On the contrary, Shri K. Doraisamy, the Ld. senior counsel for the assessee, submitted that the assessee being an individual, is following cash system of accounting. The Assessing Officer totally went on wrong presumption that the assessee was following mercantile system of accounting. During the year under consideration, according to the Ld. senior counsel, the assessee received ₹58,08,352/- as advance for sale of plot, which was duly disclosed by the assessee. The Assessing Officer misconstrued the method of accounting followed by the assessee and taken the advance received as income of the assessee. According to the senior counsel, the advance received by the assessee cannot be construed as income, therefore, the CIT(Appeals) has rightly deleted the addition.

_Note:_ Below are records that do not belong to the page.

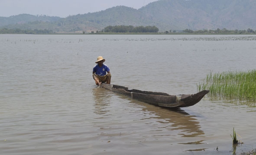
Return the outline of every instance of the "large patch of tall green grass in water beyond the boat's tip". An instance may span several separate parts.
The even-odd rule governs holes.
[[[210,90],[208,95],[212,97],[256,101],[256,70],[210,73],[197,87],[198,91]]]

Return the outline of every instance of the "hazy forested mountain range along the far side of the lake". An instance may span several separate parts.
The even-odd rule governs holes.
[[[66,18],[21,14],[0,17],[0,28],[47,29],[53,32],[101,31],[109,25],[184,29],[256,29],[256,0],[159,0],[140,8],[115,6]]]

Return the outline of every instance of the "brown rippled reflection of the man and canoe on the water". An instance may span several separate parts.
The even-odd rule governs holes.
[[[141,110],[139,113],[143,111],[147,115],[146,118],[144,116],[138,120],[157,119],[156,122],[161,123],[159,130],[163,128],[170,131],[178,130],[178,135],[181,135],[181,137],[202,137],[204,135],[204,131],[201,130],[199,121],[197,121],[195,116],[189,115],[181,108],[157,107],[102,88],[94,89],[95,108],[97,108],[95,113],[97,114],[106,113],[106,110],[104,110],[108,106],[106,93],[112,93],[112,95],[117,95],[119,98],[127,101],[130,100],[130,104],[143,105],[140,106]],[[152,117],[152,115],[154,116]]]

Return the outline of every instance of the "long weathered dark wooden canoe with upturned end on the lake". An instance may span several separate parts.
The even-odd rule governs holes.
[[[100,86],[113,92],[130,96],[132,99],[137,99],[139,101],[144,101],[149,104],[170,108],[189,107],[197,104],[204,97],[204,95],[209,92],[209,90],[203,90],[196,94],[190,95],[169,95],[163,92],[149,92],[137,89],[130,90],[124,86],[109,85],[106,83],[102,83]]]

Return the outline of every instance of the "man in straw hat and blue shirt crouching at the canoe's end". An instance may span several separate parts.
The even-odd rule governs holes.
[[[110,70],[108,66],[104,64],[104,62],[105,62],[105,59],[99,56],[97,57],[97,61],[95,62],[97,64],[93,67],[92,77],[95,80],[96,85],[100,85],[101,82],[103,83],[107,82],[107,84],[110,84],[110,80],[111,80]]]

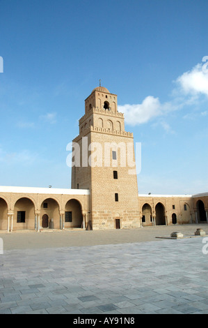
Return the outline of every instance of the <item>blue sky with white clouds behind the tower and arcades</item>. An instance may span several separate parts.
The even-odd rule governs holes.
[[[208,191],[207,10],[207,0],[0,0],[1,186],[70,187],[66,147],[101,79],[142,143],[139,193]]]

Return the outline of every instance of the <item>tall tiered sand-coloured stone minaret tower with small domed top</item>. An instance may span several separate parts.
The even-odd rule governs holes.
[[[101,86],[92,91],[73,143],[80,165],[72,167],[72,188],[90,189],[93,230],[140,227],[137,177],[129,174],[136,168],[129,167],[134,137],[125,131],[115,94]]]

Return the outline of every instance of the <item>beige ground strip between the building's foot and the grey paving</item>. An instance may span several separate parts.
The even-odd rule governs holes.
[[[160,241],[157,237],[170,237],[172,232],[181,232],[184,236],[193,236],[198,228],[208,234],[207,223],[186,225],[156,225],[137,229],[112,230],[16,230],[13,233],[0,232],[3,247],[13,249],[42,249],[71,246],[95,246],[106,244],[127,244],[144,241]],[[197,236],[198,238],[199,236]],[[61,260],[61,259],[60,259]],[[45,264],[42,264],[45,267]],[[14,267],[15,269],[15,267]],[[48,269],[45,267],[45,269]],[[32,271],[34,269],[31,269]]]

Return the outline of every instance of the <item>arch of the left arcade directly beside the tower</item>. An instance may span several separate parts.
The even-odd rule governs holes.
[[[82,205],[72,198],[65,204],[65,228],[81,228],[83,223]]]

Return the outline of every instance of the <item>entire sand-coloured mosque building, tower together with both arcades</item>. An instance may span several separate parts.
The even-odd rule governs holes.
[[[208,223],[208,193],[138,195],[133,133],[117,95],[96,87],[72,142],[72,188],[0,186],[0,230],[134,229]]]

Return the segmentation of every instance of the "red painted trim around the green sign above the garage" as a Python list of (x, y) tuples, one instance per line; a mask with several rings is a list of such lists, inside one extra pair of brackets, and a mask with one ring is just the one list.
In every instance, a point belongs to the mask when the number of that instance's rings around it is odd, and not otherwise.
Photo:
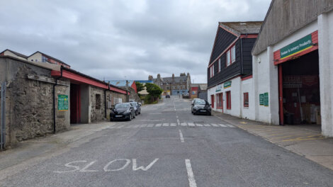
[(314, 45), (311, 48), (309, 48), (307, 50), (304, 50), (303, 52), (297, 53), (297, 54), (292, 55), (292, 56), (290, 56), (288, 58), (285, 58), (283, 60), (281, 60), (280, 50), (277, 50), (277, 51), (273, 52), (274, 65), (278, 65), (278, 64), (281, 64), (283, 62), (287, 62), (289, 60), (293, 60), (296, 57), (300, 57), (300, 56), (303, 56), (303, 55), (305, 55), (305, 54), (307, 54), (309, 52), (318, 50), (318, 30), (315, 31), (315, 32), (313, 32), (313, 33), (311, 33), (311, 36), (312, 36), (312, 43), (316, 43), (317, 45)]

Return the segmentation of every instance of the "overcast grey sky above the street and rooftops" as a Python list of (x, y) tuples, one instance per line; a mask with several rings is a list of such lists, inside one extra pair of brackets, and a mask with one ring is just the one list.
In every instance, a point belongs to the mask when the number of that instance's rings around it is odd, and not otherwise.
[(0, 51), (35, 51), (98, 79), (189, 72), (206, 82), (218, 21), (262, 21), (270, 0), (0, 0)]

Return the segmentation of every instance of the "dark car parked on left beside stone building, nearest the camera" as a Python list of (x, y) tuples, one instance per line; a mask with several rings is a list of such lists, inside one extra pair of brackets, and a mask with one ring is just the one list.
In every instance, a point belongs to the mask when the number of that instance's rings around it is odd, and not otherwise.
[(118, 103), (111, 109), (110, 120), (132, 120), (135, 118), (135, 109), (132, 103)]

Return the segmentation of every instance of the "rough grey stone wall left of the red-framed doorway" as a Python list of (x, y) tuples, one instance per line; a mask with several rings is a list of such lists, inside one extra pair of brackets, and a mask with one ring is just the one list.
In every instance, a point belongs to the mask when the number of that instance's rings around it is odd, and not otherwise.
[[(5, 71), (5, 72), (3, 72)], [(50, 76), (51, 70), (33, 64), (0, 58), (0, 82), (8, 82), (6, 91), (7, 145), (53, 132), (53, 84), (28, 79), (28, 74)], [(69, 86), (56, 86), (57, 94), (69, 95)], [(57, 105), (56, 105), (57, 106)], [(57, 130), (67, 130), (69, 111), (57, 111)]]

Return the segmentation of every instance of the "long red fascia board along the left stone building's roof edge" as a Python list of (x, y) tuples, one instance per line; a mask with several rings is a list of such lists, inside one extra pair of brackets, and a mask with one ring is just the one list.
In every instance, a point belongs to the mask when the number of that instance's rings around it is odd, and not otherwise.
[[(53, 77), (60, 77), (61, 72), (52, 70), (51, 75)], [(99, 88), (102, 88), (102, 89), (108, 89), (108, 84), (103, 84), (101, 82), (89, 79), (87, 77), (83, 77), (79, 74), (74, 74), (73, 72), (68, 72), (66, 70), (62, 70), (62, 77), (66, 78), (66, 79), (77, 81), (77, 82), (82, 83), (82, 84), (89, 84), (89, 85), (96, 86), (96, 87), (99, 87)], [(113, 86), (110, 86), (110, 90), (111, 91), (116, 91), (120, 94), (126, 94), (125, 90), (118, 89), (118, 88), (115, 88)]]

We have considered the rival submissions on either side and perused the relevant material available on record. The assessee being an individual, has choice of following any method. Under Section 4 and 5 of the Income-tax Act, 1961 (in short 'the Act'), the income received or accrued to the assessee has to be assessed. All receipts cannot accrue to the assessee. When the assessee received advance of ₹58,08,352/- for sale of plots, the right to receive the money accrues to the assessee only on the date of sale. There may be instances where the agreement to sell the plot may be cancelled and the assessee may require to refund the advance so received. Therefore, irrespective of the method of accounting followed by the assessee, the right to receive the money may not accrue to the assessee when the amount was received as advance for sale of plot. In those circumstances, this Tribunal is of the considered opinion that the CIT(Appeals) has rightly found that there was no suppression of sale and the amount of ₹58,08,352/- does not accrue to the assessee. therefore, the CIT(Appeals) has rightly deleted the addition made by the Assessing Officer. This Tribunal do not find any reason to interfere with the order of the lower authority and accordingly the same is confirmed.
In the result, the appeal filed by the Revenue stands dismissed.